Open Source as a Map of Design Space
In this model, open source changes role.
Instead of publishing:
“Here’s my HTTP server library”
You publish:
“Here’s a new point in the HTTP server design space, optimized for X, breaking assumption Y.”
The value shifts from:
maintaining code forever
to:
articulating new constraints
exposing new tradeoffs
naming patterns others hadn’t noticed
Forking becomes cheap. Variants are expected. Popularity stops being the main signal.
That feels closer to the original spirit of open source than today’s dependency monoculture.
A Note on “Open Source” Incentives (The Tailwind Example)
Recent events around Tailwind are instructive.
When Tailwind Labs laid off roughly 75% of its team after traffic shifted toward paid products, it surfaced something many of us intuitively felt already: the core value wasn’t the open source code, it was the distribution channel.
This isn’t a moral judgment. It’s an incentive reality.
The moment an open source project’s survival depends on:
brand gravity
ecosystem lock-in
paid extensions
…it stops being about shared ownership of solutions and starts being about controlled leverage.
An intent- and variant-driven model weakens this dynamic:
value lives in ideas and constraints, not traffic
no single implementation becomes the choke point
innovation is harder to monetize exclusively, but easier to share meaningfully
That’s uncomfortable—but arguably healthier.

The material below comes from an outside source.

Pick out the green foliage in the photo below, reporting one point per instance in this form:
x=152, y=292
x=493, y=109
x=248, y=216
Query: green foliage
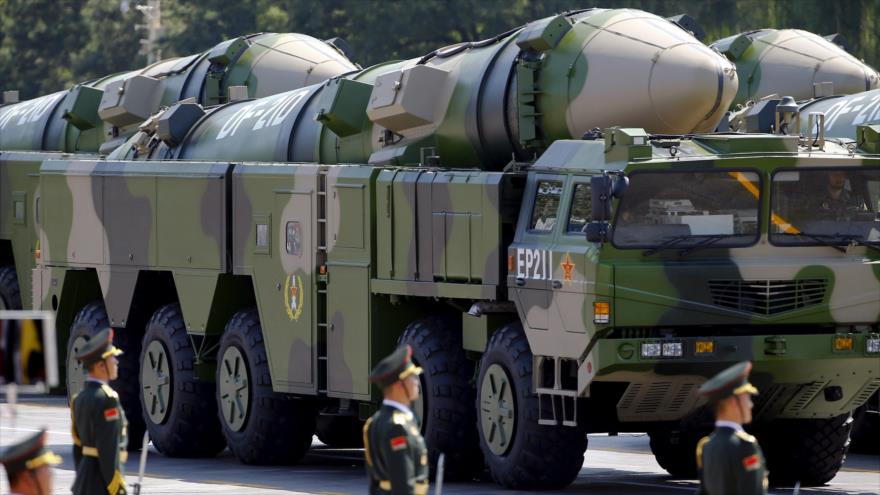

Counterarguments (And Why They Matter)
“This will lead to mediocre, average solutions”
Only if selection is intellectual instead of empirical. Measurement kills mediocrity faster than opinion ever did.

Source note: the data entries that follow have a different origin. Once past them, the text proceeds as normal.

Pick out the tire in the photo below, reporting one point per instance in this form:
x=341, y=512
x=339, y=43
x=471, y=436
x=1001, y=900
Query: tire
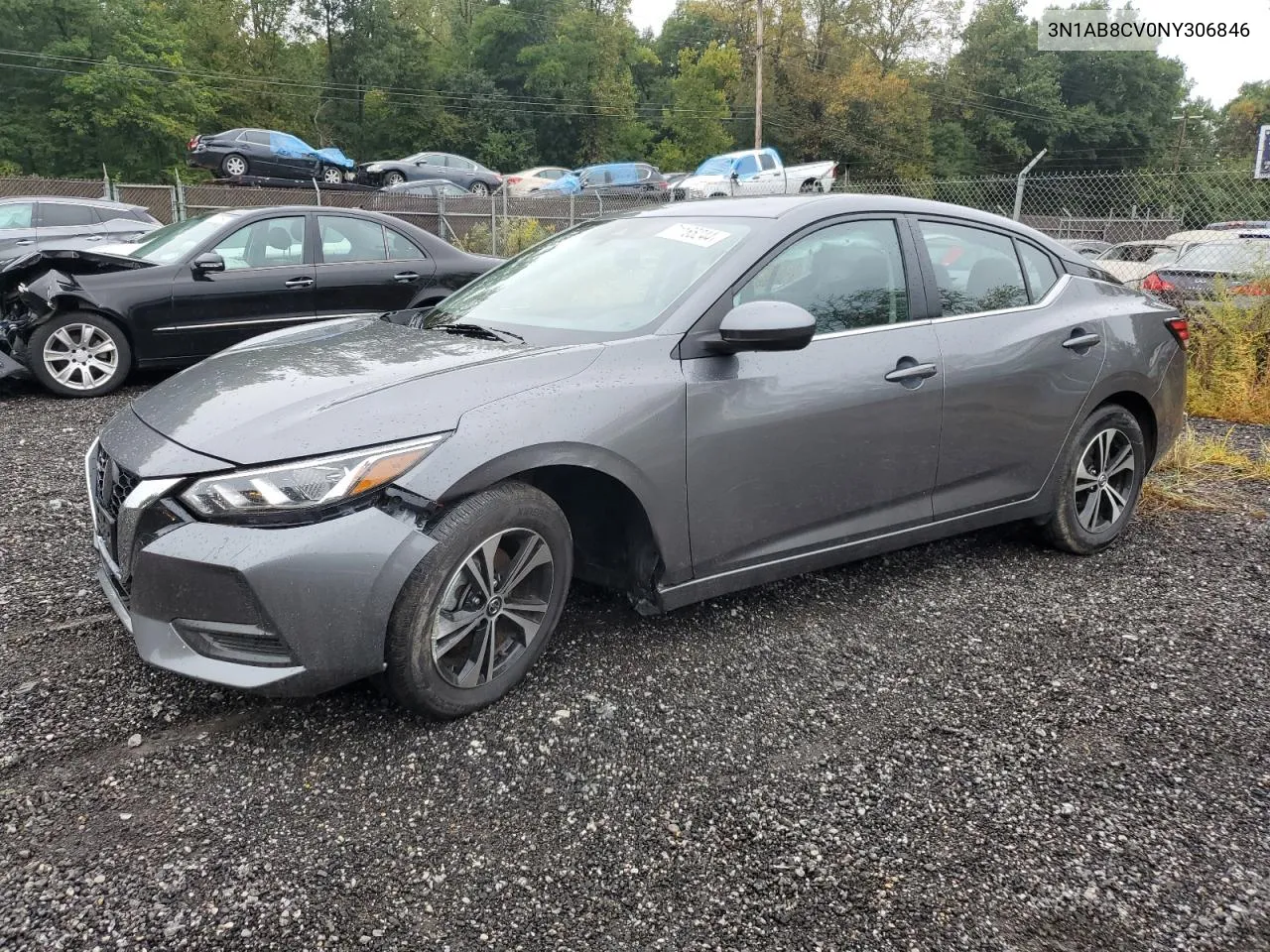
x=96, y=354
x=439, y=643
x=235, y=166
x=1098, y=484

“This fragments the ecosystem”
It does—but intentionally.
Fragmentation at the implementation level is fine if the interfaces and benchmarks are shared. Today we fragment APIs instead, which is far worse.
“Most teams don’t want to think about this”
True. And they already don’t.
They just pay the cost later—during incidents, rewrites, or forced migrations. This model front-loads thinking and back-loads stability.
“LLMs will converge to the same patterns anyway”
They will—unless we force diversity:
dissimilarity constraints
human-seeded mutations
explicit exploration budgets
Convergence is a system design choice, not an inevitability.
What Humans Still Do (And Always Will)
LLMs don’t replace creativity because creativity doesn’t live in code.
It lives in:
noticing pain
questioning defaults
redefining “what matters”
inventing new axes of optimization
Humans decide:
what constraints exist
what tradeoffs are acceptable
what “better” even means
Machines just help us explore the consequences faster.
This Isn’t a Finished Answer
I don’t think this replaces today’s ecosystem overnight. I don’t even think it should.
But I do think LLMs give us a chance to:
stop outsourcing thinking to dependencies
regain ownership of our codebases
make open source about ideas again, not artifacts
This article isn’t a proposal. It’s a question:
If we didn’t have to depend on code anymore, what would we choose to share?